Fifty years ago, as now, the village straggled away from the feet of the castle under roofs of grey thatch and tar-pitched slate. Many of the cottages had little gardens before them, and one dwelling, larger than the rest, stood with a bright, rosy-washed face, low windows and low brow of grey thatch, behind luxuriance of autumn flowers. To the door of it there led a blue slate path, and on either side smiled red phloxes, bell-flowers, tiger-lilies with scarlet, black-spattered chalices, and pansies of many shades. A little golden yew, clipped into a pyramid, stood on one side of the door; upon the other sat a man peeling potatoes.

Philip Weekes was short and square and round in the back. His black beard, cut close to the chin, began to turn white; his hair was also grizzled. His cheeks were red and round; his large grey eyes had a wistful expression, as of eyes that ached with hope of a sight long delayed. His voice, but seldom heard, was mournful in its cadence. Now Mr. Weekes dropped his last potato into a pail of water; then he picked up the pail, and a second, that contained the peelings. With these he went to the rear of his house. It was necessary to go out through the front gate, and as he did so a friend stopped him.

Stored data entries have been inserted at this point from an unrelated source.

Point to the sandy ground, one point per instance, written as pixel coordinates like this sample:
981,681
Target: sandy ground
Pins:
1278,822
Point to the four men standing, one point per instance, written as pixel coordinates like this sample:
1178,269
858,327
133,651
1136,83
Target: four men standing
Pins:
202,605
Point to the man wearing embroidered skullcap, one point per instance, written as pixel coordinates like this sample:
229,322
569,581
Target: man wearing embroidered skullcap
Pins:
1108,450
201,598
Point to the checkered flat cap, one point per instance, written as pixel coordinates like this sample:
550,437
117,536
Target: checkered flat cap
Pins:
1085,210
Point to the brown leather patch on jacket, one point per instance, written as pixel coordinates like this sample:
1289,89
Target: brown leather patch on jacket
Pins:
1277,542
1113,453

"Nice weather, schoolmaster," he said in his mild tones. "Very seasonable indeed. And I observe your son up at the ruin with a party every time I pass. He must be doing well, Mr. Weekes."

"Nothing to complain about, I believe; but Jarratt—to say it friendly—is terrible close. I don't know what he's worth, Mr. Churchward."

"I expect your good lady does, however."

The father nodded.

"Very likely. I ban't in all their councils."

The schoolmaster—a tall, stout man, with a pedagogic manner and some reputation for knowledge—made no comment upon this speech, but discreetly pursued his way. He stopped at the Castle Inn, however, for the half-pint of ale he always allowed himself after morning school. The little public-house stood almost under the castle walls; and beyond it rose a bower of ancient trees, through which appeared the crocketed turrets of St. Petrock's. Adam Churchward was a widower and enjoyed high esteem at Lydford. People thought more of him than the vicar, because though of lesser learning, he displayed it to better advantage and denied himself to none. He was self-conscious under his large and heavy manner, but he concealed the fact, and nobody knew the uneasiness that often sat behind his white shirt-front and black tie, when accident threatened the foundations of his fame.

As he emptied potato peelings into a barrel, there came to the master of this flowery garden a wild and untidy brown maid, easily to be recognized as the runaway Susan.

"Pleace, Uncle Phil, aunt says if you've done them 'taters she'd like 'em to see the fire, if us be going to have dinner come presently."

"They'm done," he said. "I be bringing of 'em."

A voice like a guinea-hen's came through the open door.

"Now, master, if you've finished looking at the sky, I'll thank you to fetch a dollop o' peat. An' be them fowls killed yet? You know what Mrs. Swain said last Saturday? Yours be the bestest fowls as ever come into Plymouth Market, Hephzibah,' she said. 'I'd go miles for such poultry; an' you sell 'em too cheap most times; but if your husband would only kill 'em a thought sooner, to improve their softness——' 'He shall do it, ma'am,' I said; but well I knowed all the time I might so soon speak to a pig in his sty as you—such a lazy rogue you be."